TL;DR it will grow. Twitter/FB will remain the largest players but become increasingly censored and uninteresting; clusters of Mastodon instances which don’t federate with each other, as well as other services, will absorb the resulting exodus. 2023 is a future where social is fragmented.
If you look at the adoption pattern and growth rate of Mastodon, it has around 1.5M users, the majority of which have arrived via three big waves.
The first wave was people with left wing identities who were tired of being harassed on mainstream platforms like Twitter.
The second wave was Japanese lolicon enthusiasts (without diving too deep down this rabbit hole, lolicon is a popular but weird and nerdy thing to be into in Japan).
The third wave was sex workers in response to SESTA/FOSTA eliminating platforms they used in the past.
All these waves set up their own instances, and they don’t communicate much with the other waves.
If you look at what these waves all have in common (aside from using the software), there’s just one thing.
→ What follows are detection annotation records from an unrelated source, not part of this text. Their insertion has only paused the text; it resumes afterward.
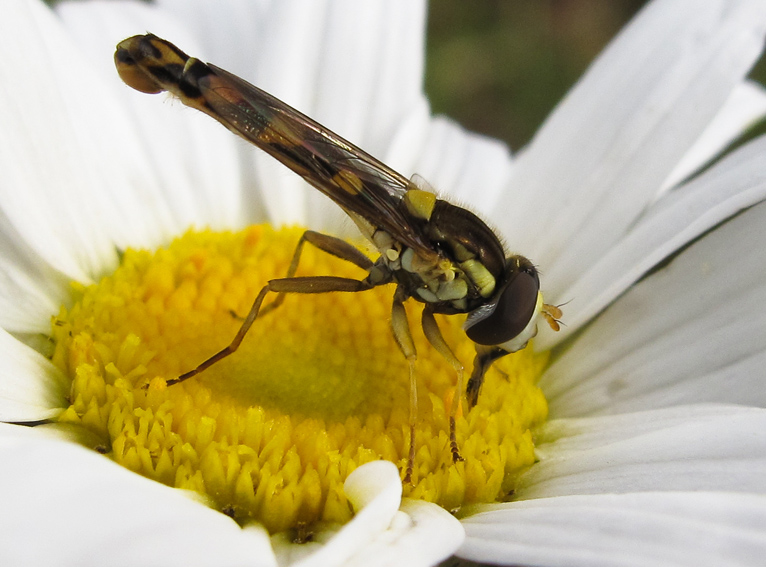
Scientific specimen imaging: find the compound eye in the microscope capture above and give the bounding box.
[465,271,540,345]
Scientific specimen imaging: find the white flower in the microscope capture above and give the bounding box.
[0,0,766,565]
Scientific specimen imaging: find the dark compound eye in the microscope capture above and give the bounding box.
[465,267,540,345]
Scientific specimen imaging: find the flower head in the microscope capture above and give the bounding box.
[0,0,766,564]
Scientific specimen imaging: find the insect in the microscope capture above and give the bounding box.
[114,34,561,482]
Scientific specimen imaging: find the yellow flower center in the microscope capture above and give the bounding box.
[53,226,547,532]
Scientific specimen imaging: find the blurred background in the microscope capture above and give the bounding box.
[425,0,766,150]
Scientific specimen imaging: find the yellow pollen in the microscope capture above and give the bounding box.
[52,226,547,533]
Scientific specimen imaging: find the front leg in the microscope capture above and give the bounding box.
[391,287,418,483]
[167,276,374,386]
[260,230,373,316]
[421,305,463,463]
[465,344,511,408]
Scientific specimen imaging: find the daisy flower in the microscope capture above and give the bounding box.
[0,0,766,566]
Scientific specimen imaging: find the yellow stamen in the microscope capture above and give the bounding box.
[53,226,547,532]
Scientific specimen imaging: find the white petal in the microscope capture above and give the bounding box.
[0,224,71,334]
[494,0,766,295]
[0,424,276,567]
[536,137,766,348]
[660,81,766,191]
[515,406,766,500]
[540,203,766,417]
[0,329,68,422]
[415,116,511,218]
[275,461,464,567]
[57,1,246,233]
[458,492,766,567]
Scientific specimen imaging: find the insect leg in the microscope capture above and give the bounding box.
[421,305,463,463]
[260,230,373,315]
[391,287,418,483]
[465,344,510,408]
[167,276,374,386]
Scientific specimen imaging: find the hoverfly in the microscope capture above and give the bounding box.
[114,34,561,482]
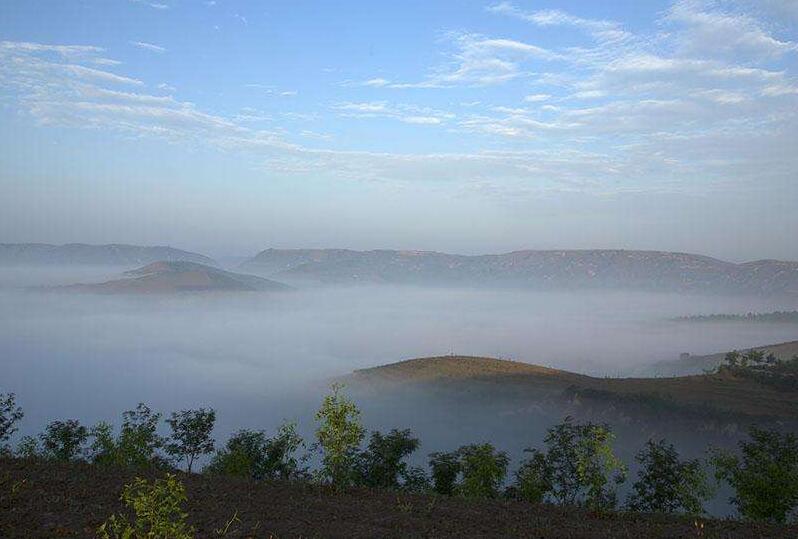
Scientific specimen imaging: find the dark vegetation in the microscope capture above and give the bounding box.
[0,374,798,538]
[717,350,798,390]
[674,311,798,324]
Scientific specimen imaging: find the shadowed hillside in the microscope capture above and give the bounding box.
[241,249,798,295]
[348,356,798,421]
[53,261,290,294]
[0,243,216,266]
[647,341,798,376]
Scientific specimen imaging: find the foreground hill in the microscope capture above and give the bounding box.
[348,356,798,422]
[0,458,798,539]
[647,341,798,376]
[0,243,216,266]
[57,261,290,294]
[241,249,798,295]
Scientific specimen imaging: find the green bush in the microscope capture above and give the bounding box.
[429,451,460,496]
[97,474,194,539]
[91,403,168,469]
[39,419,89,461]
[516,417,626,511]
[204,423,307,480]
[713,427,798,523]
[514,449,554,503]
[627,440,713,515]
[14,436,41,459]
[166,408,216,473]
[0,393,25,455]
[316,384,365,488]
[356,429,420,489]
[457,444,510,498]
[429,444,509,498]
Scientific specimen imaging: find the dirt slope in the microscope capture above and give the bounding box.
[0,459,798,539]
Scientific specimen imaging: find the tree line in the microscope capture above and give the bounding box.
[0,385,798,523]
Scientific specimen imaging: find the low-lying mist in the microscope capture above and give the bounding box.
[0,268,798,516]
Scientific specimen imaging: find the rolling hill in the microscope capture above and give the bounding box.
[647,341,798,376]
[0,243,216,267]
[55,261,290,294]
[240,249,798,295]
[346,356,798,421]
They were all posting stuff that didn’t fit in on a mainstream platform. In the first case it was due to harassment, in the second it was embarrassment, in the third it was legality.
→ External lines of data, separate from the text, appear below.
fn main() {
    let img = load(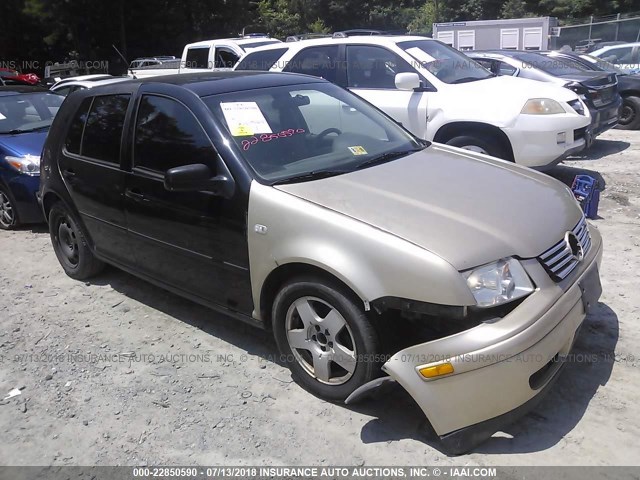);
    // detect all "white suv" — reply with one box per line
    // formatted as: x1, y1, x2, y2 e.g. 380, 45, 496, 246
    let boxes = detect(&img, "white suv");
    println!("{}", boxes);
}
235, 34, 591, 169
The users are already bifurcating the network, admins routinely share blocklists of sites that they don’t want included in their version of the fediverse. Being able to block instances and people you don’t like is one of Mastodon’s killer features.
I don’t think it will become the next outrage machine, people will just block and bifurcate. I do think users will keep setting up Mastodon instances in waves similar to the first three. I’d be surprised if Mastodon ever powered a better version of the commons we currently have on FB, Twitter etc. [1] The feature Mastodon added to federation (and that made it more popular than similar software) is the ability to not federate with people who are different from you.
[1] The “fediverse” at large has some potential to do this if it receives mass adoption. Think of a scenario like WordPress integrating federation features into the Core. This would bring federation to the mainstream.